Von der eitrigen Arthritis unterschieden wird die (nichtbakterielle) Arthritis bei rheumatischen Erkrankungen, die postinfektiöse Arthritis (z. B. bei der Spät-Borreliose, bei der Coxitis fugax), die Arthritis bei Stoffwechselerkrankungen (z. B. Gicht). Auch die „aktivierte Arthrose“, bei der es infolge von immunologischen Reaktionen auf den mechanischen Abrieb bei Verschleißgelenken ebenfalls zu einer Gelenkentzündung kommt, gehört in diese Kategorie – hier passt dann auch der englische Begriff der „Osteoarthritis“ wieder. Darüber hinaus existieren weitere seltenere Ursachen einer Arthritis.

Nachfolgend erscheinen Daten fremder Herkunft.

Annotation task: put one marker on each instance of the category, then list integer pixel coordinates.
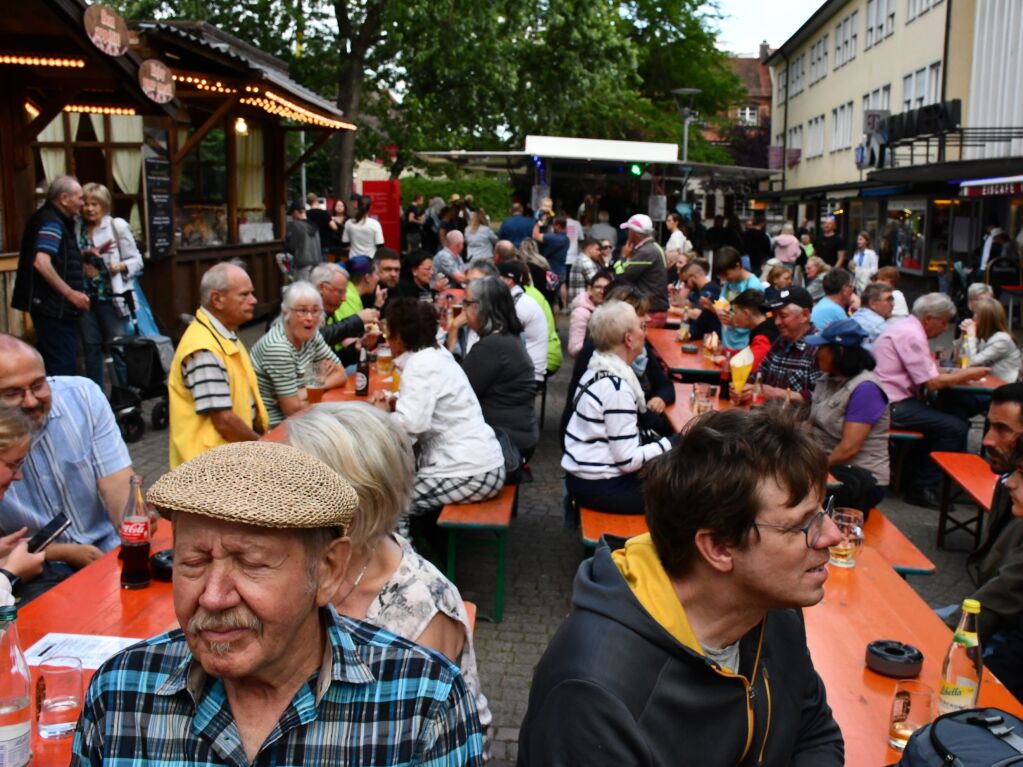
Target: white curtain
(54, 161)
(127, 164)
(97, 125)
(250, 172)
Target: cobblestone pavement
(542, 558)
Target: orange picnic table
(861, 604)
(91, 601)
(690, 364)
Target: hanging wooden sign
(106, 30)
(157, 81)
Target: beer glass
(913, 708)
(58, 696)
(850, 525)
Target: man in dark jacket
(49, 280)
(646, 267)
(686, 644)
(996, 567)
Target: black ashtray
(894, 659)
(163, 565)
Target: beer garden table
(862, 604)
(691, 365)
(91, 601)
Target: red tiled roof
(754, 76)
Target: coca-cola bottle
(135, 539)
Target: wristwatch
(14, 580)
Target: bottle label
(966, 638)
(15, 745)
(135, 530)
(958, 694)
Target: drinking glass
(58, 696)
(913, 708)
(315, 380)
(850, 525)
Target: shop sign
(987, 190)
(157, 81)
(106, 30)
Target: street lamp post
(687, 115)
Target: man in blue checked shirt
(265, 671)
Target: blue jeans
(1004, 656)
(619, 495)
(99, 326)
(56, 341)
(942, 432)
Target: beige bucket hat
(264, 484)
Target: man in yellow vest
(214, 396)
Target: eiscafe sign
(106, 30)
(988, 190)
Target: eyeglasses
(812, 529)
(14, 466)
(15, 395)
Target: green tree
(472, 75)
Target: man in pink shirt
(905, 366)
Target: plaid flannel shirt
(376, 700)
(792, 364)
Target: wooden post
(232, 183)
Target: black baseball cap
(514, 270)
(798, 296)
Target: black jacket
(32, 291)
(615, 688)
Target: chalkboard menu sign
(159, 201)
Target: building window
(879, 98)
(845, 39)
(748, 116)
(797, 69)
(818, 59)
(915, 8)
(842, 127)
(815, 137)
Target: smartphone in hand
(48, 534)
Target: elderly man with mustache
(266, 671)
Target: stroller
(147, 359)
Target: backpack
(975, 737)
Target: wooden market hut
(202, 177)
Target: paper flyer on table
(89, 648)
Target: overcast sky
(749, 21)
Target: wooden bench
(898, 444)
(490, 515)
(594, 524)
(881, 534)
(975, 477)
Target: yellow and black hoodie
(625, 682)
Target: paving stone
(542, 560)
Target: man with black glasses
(706, 607)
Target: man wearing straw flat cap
(263, 670)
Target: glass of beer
(315, 381)
(913, 708)
(385, 361)
(850, 525)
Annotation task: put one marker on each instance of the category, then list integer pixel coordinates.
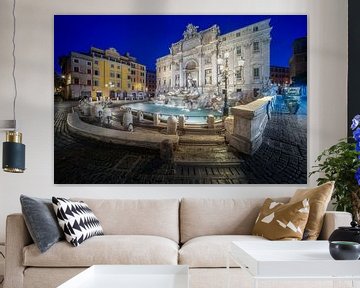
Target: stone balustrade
(249, 124)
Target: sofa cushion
(77, 220)
(319, 198)
(158, 217)
(211, 251)
(279, 221)
(201, 217)
(41, 221)
(107, 249)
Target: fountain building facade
(193, 61)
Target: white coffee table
(131, 276)
(293, 260)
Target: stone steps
(196, 139)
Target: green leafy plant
(339, 163)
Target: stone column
(211, 121)
(171, 125)
(249, 124)
(200, 84)
(182, 122)
(247, 66)
(156, 119)
(140, 116)
(181, 74)
(214, 68)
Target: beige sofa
(194, 232)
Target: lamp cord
(14, 60)
(1, 277)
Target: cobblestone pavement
(280, 159)
(85, 161)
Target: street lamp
(224, 70)
(110, 86)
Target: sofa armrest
(333, 220)
(17, 237)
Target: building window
(256, 47)
(238, 50)
(208, 76)
(256, 73)
(239, 73)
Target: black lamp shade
(13, 157)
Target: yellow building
(112, 74)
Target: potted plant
(341, 163)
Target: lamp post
(110, 86)
(224, 70)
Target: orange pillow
(319, 198)
(279, 221)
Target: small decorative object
(341, 163)
(344, 233)
(344, 250)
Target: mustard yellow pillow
(279, 221)
(319, 198)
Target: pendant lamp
(13, 149)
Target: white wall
(327, 89)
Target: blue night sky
(148, 37)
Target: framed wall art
(180, 99)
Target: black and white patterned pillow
(77, 220)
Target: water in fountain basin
(193, 116)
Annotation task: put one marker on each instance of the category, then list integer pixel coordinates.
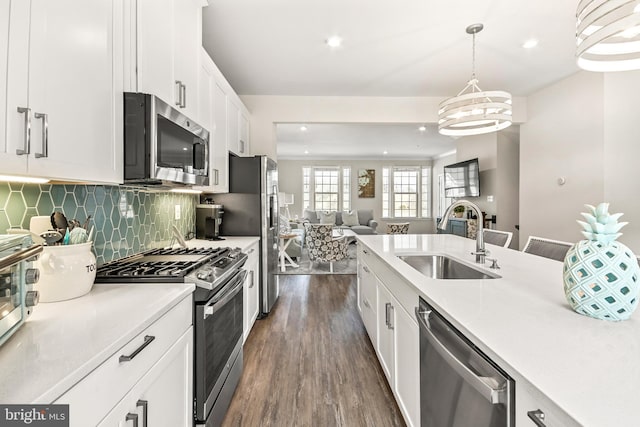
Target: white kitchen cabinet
(386, 324)
(153, 400)
(212, 107)
(251, 290)
(407, 363)
(530, 400)
(159, 370)
(61, 77)
(168, 39)
(368, 300)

Nach der Verteilung über den Körper wird zwischen einer „Monarthritis“ (nur ein Gelenk ist erkrankt), einer „Oligoarthritis“ (einige/wenige Gelenke sind erkrankt) und einer „Polyarthritis“ (viele Gelenke sind erkrankt) unterschieden.
Bakterielle Arthritis
Grob unterscheiden lassen sich bei der eitrigen bakteriellen Arthritis zwei Ursachen. Die Keime gelangen entweder durch Verletzungen (posttraumatisch), die den Gelenkinnenraum eröffnen, oder auf dem Blutweg („hämatogen“) in das Gelenk. Eine der häufigeren Ursachen des direkten Keimeintritts sind neben den Verletzungen ärztliche Eingriffe („iatrogen“). Bei Operationen, aber auch bei Injektionen in ein Gelenk können Bakterien eingeschleppt werden. Auch eine gelenknahe, meist hämatogene Osteomyelitis kann in ein Gelenk einbrechen und zu einer eitrigen Arthritis führen.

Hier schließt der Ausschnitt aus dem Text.